Saturday, July 27, 2013

Arugula and New Baby Potato Salad

Potato salad is one of the staples of of the summer time menu. Small new baby potatoes are the most flavorful and beat the socks off the storage varieties in the stores. Our arugula is also way more flavorful than store bought arugula. I think it is the minerals in our soil that punch up the flavor. These two vegetables are dynamite in the traditional potato salad with a little kick!

One of the keys to a good potato salad is to mix the dressing and the potatoes before the potatoes cool so the dressing is soaked up by the cooling potatoes.

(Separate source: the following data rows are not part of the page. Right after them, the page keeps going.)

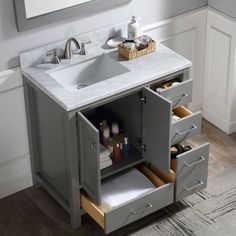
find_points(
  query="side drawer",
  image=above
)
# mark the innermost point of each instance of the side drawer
(191, 171)
(179, 95)
(188, 126)
(192, 184)
(117, 217)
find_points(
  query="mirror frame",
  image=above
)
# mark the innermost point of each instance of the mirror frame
(78, 11)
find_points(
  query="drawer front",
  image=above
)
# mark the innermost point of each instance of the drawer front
(192, 162)
(186, 127)
(180, 94)
(192, 184)
(138, 208)
(191, 171)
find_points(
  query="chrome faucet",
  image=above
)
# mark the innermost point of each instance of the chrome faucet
(68, 51)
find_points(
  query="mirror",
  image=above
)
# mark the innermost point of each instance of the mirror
(37, 8)
(33, 13)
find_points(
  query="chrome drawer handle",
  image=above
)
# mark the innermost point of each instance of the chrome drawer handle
(185, 95)
(195, 163)
(135, 212)
(187, 131)
(194, 186)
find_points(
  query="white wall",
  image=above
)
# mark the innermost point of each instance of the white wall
(12, 42)
(184, 33)
(225, 6)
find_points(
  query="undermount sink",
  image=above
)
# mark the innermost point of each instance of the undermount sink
(86, 73)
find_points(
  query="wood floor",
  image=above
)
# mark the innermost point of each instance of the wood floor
(33, 212)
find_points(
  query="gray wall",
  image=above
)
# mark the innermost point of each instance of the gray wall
(226, 6)
(12, 42)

  1. 2 lbs new potatoes, baby red or Yukon gold
  2. 1/2 cup Greek yogurt
  3. 1/4 cup mayonnaise (you can make your own fresh if you'd like)
  4. 3 small sweet onions like Walla Walla or Alisa Craig
  5. 2 cups of arugula leaves, baby sized or roughly chop bigger leaves
  6. 1 small bunch fresh dill, chop dill weed finely

Fill a 5 quart pot 3/4 full of water. Bring to a boil and add potatoes. Simmer for 20-30 minutes or until you can pierce the potatoes easily with a knife or fork. Drain potatoes and put them back in the pot. Slice warm potatoes into quarters. Add to a large mixing bowl.

Mix.together the yogurt and mayonnaise. Toss the potatoes with the dressing, then toss with the onions, arugula and dill. Season to taste with salt and pepper. 

Let rest in the refrigerator for an hour before serving.